Electrophysiology has been widely used to record neuronal activity in the brain. Patch–clamp recordings can provide insight into the properties of individual neurons, while extracellular recordings assess the activity of several neurons. However, both technologies are limited in their throughput, and the advent of optical recording technologies has threatened to send this technology to the back burner.

Patch–clamp recordings are difficult to perform, but automation could facilitate such approaches. In particular, image-guided patch–clamp robots could increase the throughput for recordings from targeted neurons (Neuron 95, 1037–1047, 2017; Neuron 95, 1048–1055, 2017), although these robots' potential is yet to be explored.

A renaissance of electrophysiology. Reproduced in part from Jun, J.J. et al., Nature 8, 232–236, 2017. Credit: Kim Caesar/Springer Nature

The Neuropixels probe (Nature 551, 232–236, 2017) combines the advantages of both optical and electrical recording technologies, namely the high temporal resolution of the classical microelectrode probes with the high neuronal coverage of optical recordings. With its 960 recording sites, 384 of which can be used simultaneously, the Neuropixels probe exceeds the capabilities of previous state-of the-art technology by an order of magnitude and enables high-quality recordings from hundreds of units in the rodent brain while maintaining a small footprint. The probes are scheduled to become available to the research community at large in mid-2018.

Currently, the Neuropixels probe is optimized for electrophysiological recordings in rodents, but further development will hopefully extend its capabilities to other systems, increase the number of recorded units via multishank probes, and add optical stimulation capabilities for optogenetic experiments.
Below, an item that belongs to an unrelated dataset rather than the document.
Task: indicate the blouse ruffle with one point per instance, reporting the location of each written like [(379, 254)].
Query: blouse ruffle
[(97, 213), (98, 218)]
The Neuropixels probe may transform neuroscience research, as it can gather data at the resolution of single units across multiple brain areas in behaving animals. It will facilitate studies that are designed to understand how neurons that are distributed in different areas in the brain work together. Furthermore, its compact and lightweight design enables long-term recordings in freely moving animals.

Once the Neuropixels and robotic patch-clamping technologies become accessible to the community, it will be exciting to see how they will inspire scientists to ask questions that could not be addressed previously. Will they reverse the trend from assessing neuronal activity by optical means, and trigger an electrophysiology renaissance?